Meet Michael Lederman, MD

Jan 01, 1970

Michael Lederman is the Scott R. Inkley Professor of Medicine at Case Western Reserve University School of Medicine and University Hospitals of Cleveland where he is also Professor of Biomedical Ethics, Pathology, Microbiology and Molecular Biology.

He received his bachelor’s degree in biology from Brandeis University and his medical degree from the Mt. Sinai School of Medicine. He trained in internal medicine at Case Western Reserve University, University Hospitals of Cleveland and the VA Medical Center where he served as chief resident in medicine and completed fellowship training in infectious diseases. Lederman received post-doctoral training in cellular immunology in the laboratory of Jerrold Ellner, MD, and he joined the faculty at Case in 1980.

Lederman has been engaged in HIV/AIDS research since he and Oscar Ratnoff, MD, first described and characterized the occurrence of AIDS-related immune deficiency in otherwise healthy men with hemophilia in 1983. He has authored more than 290 peer-reviewed scientific publications largely focused on the mechanisms whereby HIV infection induces immune deficiency and on strategies to correct and prevent it. In 1985, Lederman established the Special Immunology Unit at University Hospitals of Cleveland, which was the first dedicated HIV clinic in Northeast Ohio and is now one of the largest providers of comprehensive HIV care in the Midwestern United States.

“When the Unit was founded, our doctors felt strongly that the way to assure excellence in HIV care was to link the clinical care program to a strong HIV research program,” Lederman says.

In 1987, he established the AIDS Clinical Trials Unit at Case/University Hospitals. Within the national network of the AIDS Clinical Trials Group (ACTG), he directs the Immunology Specialty Laboratories that provide immunologic monitoring of national HIV treatment trials. He also leads two program project teams: one that is developing novel topical strategies to prevent HIV acquisition (Basic and Clinical Studies of CCR5 Inhibition to Prevent HIV Transmission) and the other to explore the pathogenesis of immune activation and inflammation in HIV infection (Defining the Pathogenesis of Immune Deficiency in Chronic HIV Infection). He is the chairman of the ACTG’s End-Organ Disease/Inflammation Transformative Science Group.

“In the HAART (Highly Active Antiretroviral Treatment) era, immune activation and inflammation persist despite virologic control and an increasing body of information links these processes to morbid outcomes,” Lederman says. “Interventional trials provide an important opportunity to preserve the health of our patients and to define the mechanisms that drive activation and inflammation in treated HIV infection.”

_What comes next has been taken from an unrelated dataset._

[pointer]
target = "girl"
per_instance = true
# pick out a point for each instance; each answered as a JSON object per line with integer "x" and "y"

Lederman is a member of the Association of American Physicians, the American Association of Immunologists, the Infectious Diseases Society of America, the HIV Medicine Association and is a Fellow of the American Academy of Microbiology and the American Association for the Advancement of Science. He serves on the editorial boards of several research journals and is a member of the Scientific Advisory Boards for the Forum for Collaborative Research and the Agence Nationale de Recherche sur le SIDA (ANRS).

Lederman lives with his first wife and two dogs. He owns two daughters and two grandchildren. He swims (slowly) and plays the piano (badly).